Ice Dam - Caused By A Glacier

Caused By A Glacier

Sometimes a glacier flows down a valley to a confluence where the other branch carries an unfrozen river. The glacier blocks the river, which backs up into a lake, which eventually overflows or undermines the ice dam, suddenly releasing the impounded water.

In modern times, the Hubbard Glacier regularly blocks the mouth of Russell Fjord at 60° north on the coast of Alaska.

A similar event takes place after irregular periods in the Perito Moreno Glacier, located in Patagonia. Every four years the glacier forms an ice dam against the rocky coast, causing the waters of the Argentine Lake to rise. When the water pressure is too high, then the giant bridge collapses in what has become a major tourist attraction. This sequence occurred last on March 13, 2006, preceding the previous which took place only two years before, on March 12, 2004.
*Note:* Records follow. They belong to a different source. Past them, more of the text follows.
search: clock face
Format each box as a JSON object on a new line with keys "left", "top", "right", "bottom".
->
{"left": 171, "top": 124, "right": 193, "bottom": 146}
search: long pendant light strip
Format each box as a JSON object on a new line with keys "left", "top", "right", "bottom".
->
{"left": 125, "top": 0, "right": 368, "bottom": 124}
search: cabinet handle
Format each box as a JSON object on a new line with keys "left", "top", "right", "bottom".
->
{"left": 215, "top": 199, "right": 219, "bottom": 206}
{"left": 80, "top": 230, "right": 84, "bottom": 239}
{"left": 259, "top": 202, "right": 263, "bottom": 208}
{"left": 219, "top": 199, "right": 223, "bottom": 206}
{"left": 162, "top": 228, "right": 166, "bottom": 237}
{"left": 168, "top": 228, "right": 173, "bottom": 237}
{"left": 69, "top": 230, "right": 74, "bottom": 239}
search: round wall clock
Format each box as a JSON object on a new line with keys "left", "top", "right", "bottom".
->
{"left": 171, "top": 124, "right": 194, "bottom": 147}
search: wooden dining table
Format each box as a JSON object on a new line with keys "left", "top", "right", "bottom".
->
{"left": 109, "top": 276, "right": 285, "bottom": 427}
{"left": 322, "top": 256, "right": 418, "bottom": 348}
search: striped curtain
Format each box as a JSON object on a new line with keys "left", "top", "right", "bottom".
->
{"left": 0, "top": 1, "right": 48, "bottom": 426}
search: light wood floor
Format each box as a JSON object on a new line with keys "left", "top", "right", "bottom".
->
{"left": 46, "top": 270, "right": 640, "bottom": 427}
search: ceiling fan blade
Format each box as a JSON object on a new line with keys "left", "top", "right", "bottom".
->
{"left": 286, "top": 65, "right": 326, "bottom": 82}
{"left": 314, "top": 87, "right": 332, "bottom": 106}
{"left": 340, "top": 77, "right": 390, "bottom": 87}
About 13,000 years ago, the Cordilleran ice sheet crept southward into the Idaho Panhandle, forming a large ice dam that blocked the mouth of the Clark Fork River, creating a massive lake 2,000 feet (610 m) deep and containing more than 500 cubic miles (2,100 km3) of water. Finally this Glacial Lake Missoula burst through the ice dam and exploded downstream, flowing at a rate 10 times the combined flow of all the rivers of the world. Because such ice dams can re-form, such Columbia River floods happened at least 59 times, carving Dry Falls below Grand Coulee.